The Republicans had suffered serious losses. In his official report General José Félix Ribas said “We, in turn, lost some 100 men and have close to four hundred wounded. Among the former, we must lament the death of the intrepid commander of the “Soberbios Dragones de Caracas”, C.L. María Rivas Dávila; cavalry lieutenant C. Ron....” He goes on to report that two horses had been killed out from under him, but that he had not been injured. His report then goes on to say that no prisoners were taken “because our troops show no mercy....”

In the case of the death of the commander of the “Soberbios Dragones de Caracas”, Luis María Rivas Dávila, who was not a professional soldier but a lawyer from Mérida, and who had joined the liberation movement when the Admirable Campaign passed through his city –and who had distinguished himself during the fighting at Cerritos Blanco outside Barquisimeto, protecting the withdrawal of the Republican troops, and at the Battle of Araure- history tells us that when the bullet that would ultimately kill him was removed, he held it up and said “Give it to my wife and tell her to keep it, and to remember that it is to it that I owe the most glorious moment in my life, the moment when I died defending the cause of my soil.” With his last breath he cried out “I die content. Long live the Republic!”

On the tactical side, we cannot fail to point out that General Ribas made the best possible use of his forces given the circumstances and the terrain where he was facing his enemy. By placing his troops, mostly inexperienced infantrymen, in a defensive position within a fortified square, he neutralized the advantages of mobility and brute force that the cavalry gave Colonel Morales. The layout of the streets leading to the plaza where Ribas mounted his defense offered the great advantage of providing both the infantry and the artillery with clear, very specific fields of fire that the enemy would necessarily have to follow during their approach and attack. In the case of Colonel Morales, in view of the defensive position adopted by his enemy, he should have reorganized his forces, launching attacks mainly with the infantry and used his cavalry to prevent the arrival of reinforcements that could attack him from the rear.

Although the Battle of La Victoria was not a decisive encounter in the War of Independence, it was extremely important from a strategic standpoint because it meant that communications between Valencia, where the general headquarters were located, and Caracas, the seat of the Republican government, remained open and prevented Morales and Rosete from joining forces against the latter city, which would have led to a defeat of the Republicans.

This episode in the War of Independence has gone down in Venezuelan history as a most significant battle thanks to the courage of the young university students and seminarians from Caracas who, although not men of arms, did not hesitate to seize them and offer up their lives in defense of the cause of independence.

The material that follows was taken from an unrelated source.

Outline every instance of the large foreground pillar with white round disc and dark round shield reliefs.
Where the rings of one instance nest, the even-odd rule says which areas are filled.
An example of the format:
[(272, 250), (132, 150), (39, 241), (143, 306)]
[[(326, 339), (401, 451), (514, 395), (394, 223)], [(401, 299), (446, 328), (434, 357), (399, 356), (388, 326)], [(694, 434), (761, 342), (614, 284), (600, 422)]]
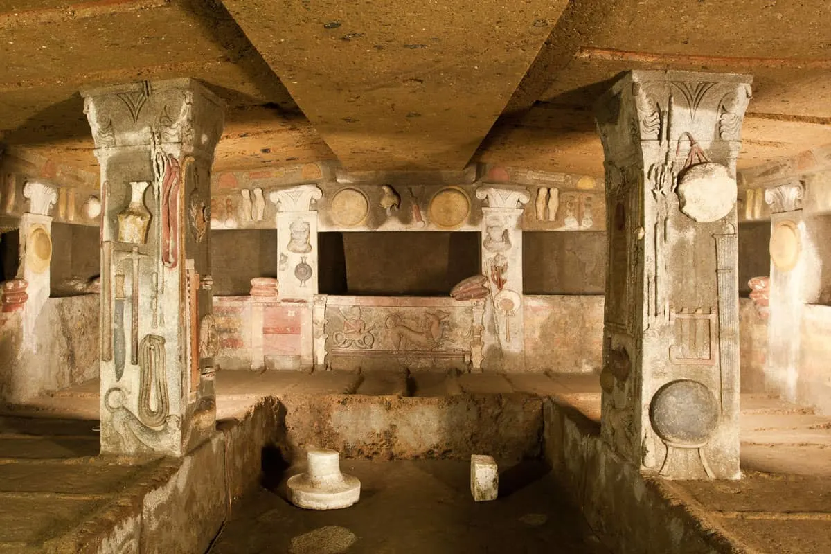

In commemoration of the Battle of La Victoria and in honor of the young men who fought there, on February 10, 1947, the National Constituent Assembly proclaimed February 12th as Youth Day in Venezuela, “in recognition of the services young people had rendered to the republic.”

Plaza Jose Félix Ribas, La Victoria, Venezuela

Written by Carlos A. Godoy L. In commemoration of the 200 anniversary of the battle of La Victoria. Caracas, Venezuela. January 2014


  1. A great read, I never knew this battle even existed??

    1. Ray: I´m glad you liked it. There are many unknown battles like this, I hope that we will be able to post information on them in the near future.

  2. I enjoyed very much reading your page, Thanks.

  3. You're very welcome Ronald, I'm glad you liked it. Carlos really did a good job with it.